- Seal
- Interactive map of Annetta South, Texas
- Coordinates: 32°40′12″N 97°37′55″W﻿ / ﻿32.67000°N 97.63194°W
- Country: United States
- State: Texas
- County: Parker

Area
- • Total: 1.93 sq mi (5.01 km^{2})
- • Land: 1.91 sq mi (4.95 km^{2})
- • Water: 0.023 sq mi (0.06 km^{2})
- Elevation: 883 ft (269 m)

Population (2020)
- • Total: 621
- • Density: 325/sq mi (125/km^{2})
- Time zone: UTC-6 (Central (CST))
- • Summer (DST): UTC-5 (CDT)
- FIPS code: 48-03342
- GNIS feature ID: 2412366
- Website: annettasouth.org

= Annetta South, Texas =

Annetta South is a town in Parker County, Texas, United States. The population was 621 in 2020.
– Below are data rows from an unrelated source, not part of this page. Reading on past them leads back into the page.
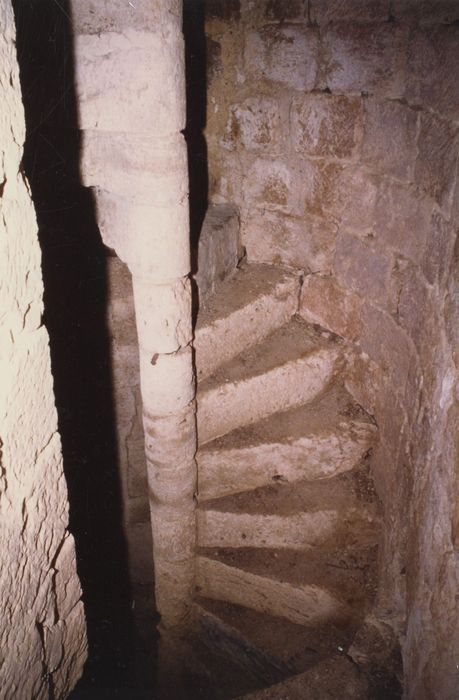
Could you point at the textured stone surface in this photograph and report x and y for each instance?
(295, 366)
(310, 442)
(395, 155)
(324, 302)
(43, 635)
(135, 158)
(270, 184)
(432, 59)
(307, 604)
(323, 11)
(325, 125)
(127, 81)
(243, 311)
(436, 165)
(254, 125)
(219, 249)
(402, 219)
(365, 58)
(363, 268)
(307, 243)
(286, 55)
(327, 680)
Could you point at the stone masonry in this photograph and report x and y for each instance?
(43, 631)
(130, 92)
(334, 127)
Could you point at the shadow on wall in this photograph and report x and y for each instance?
(74, 272)
(196, 101)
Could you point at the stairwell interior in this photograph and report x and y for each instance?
(323, 162)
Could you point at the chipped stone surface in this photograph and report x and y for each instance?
(325, 125)
(254, 125)
(393, 289)
(363, 268)
(395, 155)
(286, 55)
(307, 243)
(432, 62)
(43, 638)
(115, 68)
(365, 58)
(437, 161)
(324, 11)
(324, 302)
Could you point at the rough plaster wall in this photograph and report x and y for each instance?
(334, 126)
(43, 633)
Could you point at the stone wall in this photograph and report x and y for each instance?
(43, 632)
(334, 127)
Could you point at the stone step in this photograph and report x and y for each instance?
(294, 648)
(290, 367)
(217, 252)
(330, 679)
(228, 660)
(244, 309)
(307, 588)
(324, 438)
(293, 516)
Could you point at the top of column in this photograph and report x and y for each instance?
(101, 16)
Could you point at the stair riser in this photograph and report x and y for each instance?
(304, 605)
(236, 404)
(226, 337)
(226, 472)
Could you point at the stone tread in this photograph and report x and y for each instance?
(347, 574)
(331, 409)
(245, 288)
(243, 310)
(330, 679)
(293, 341)
(292, 366)
(352, 490)
(293, 516)
(318, 440)
(294, 646)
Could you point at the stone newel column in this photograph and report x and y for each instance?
(131, 96)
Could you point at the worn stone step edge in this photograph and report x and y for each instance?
(304, 605)
(266, 298)
(226, 641)
(228, 406)
(223, 472)
(296, 531)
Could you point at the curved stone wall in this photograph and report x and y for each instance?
(334, 127)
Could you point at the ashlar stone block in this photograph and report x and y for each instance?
(365, 58)
(363, 268)
(285, 54)
(389, 141)
(254, 125)
(306, 243)
(325, 302)
(324, 11)
(438, 157)
(433, 56)
(273, 184)
(402, 219)
(325, 125)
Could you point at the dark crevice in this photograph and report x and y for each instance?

The town split from Annetta and incorporated in the 1980s, at which time it had a population of 115.

==Geography==

According to the United States Census Bureau, the town has a total area of 1.9 sqmi, of which 1.9 sqmi is land and 0.04 sqmi (1.04%) is water.

==Demographics==

Annetta South racial composition as of 2020 (NH = Non-Hispanic)
| Race | Number | Percentage |
|---|---|---|
| White (NH) | 529 | 85.19% |
| Black or African American (NH) | 5 | 0.81% |
| Native American or Alaska Native (NH) | 5 | 0.81% |
| Asian (NH) | 2 | 0.32% |
| Some Other Race (NH) | 1 | 0.16% |
| Mixed/Multi-Racial (NH) | 19 | 3.06% |
| Hispanic or Latino | 60 | 9.66% |
| Total | 621 |  |

As of the 2020 United States census, there were 621 people, 207 households, and 183 families residing in the town.

Historical population
| Census | Pop. | Note | %± |
| 1980 | 249 |  | — |
| 1990 | 413 |  | 65.9% |
| 2000 | 555 |  | 34.4% |
| 2010 | 526 |  | −5.2% |
| 2020 | 621 |  | 18.1% |
U.S. Decennial Census

==Education==
The Town of Annetta South is served by the Aledo Independent School District.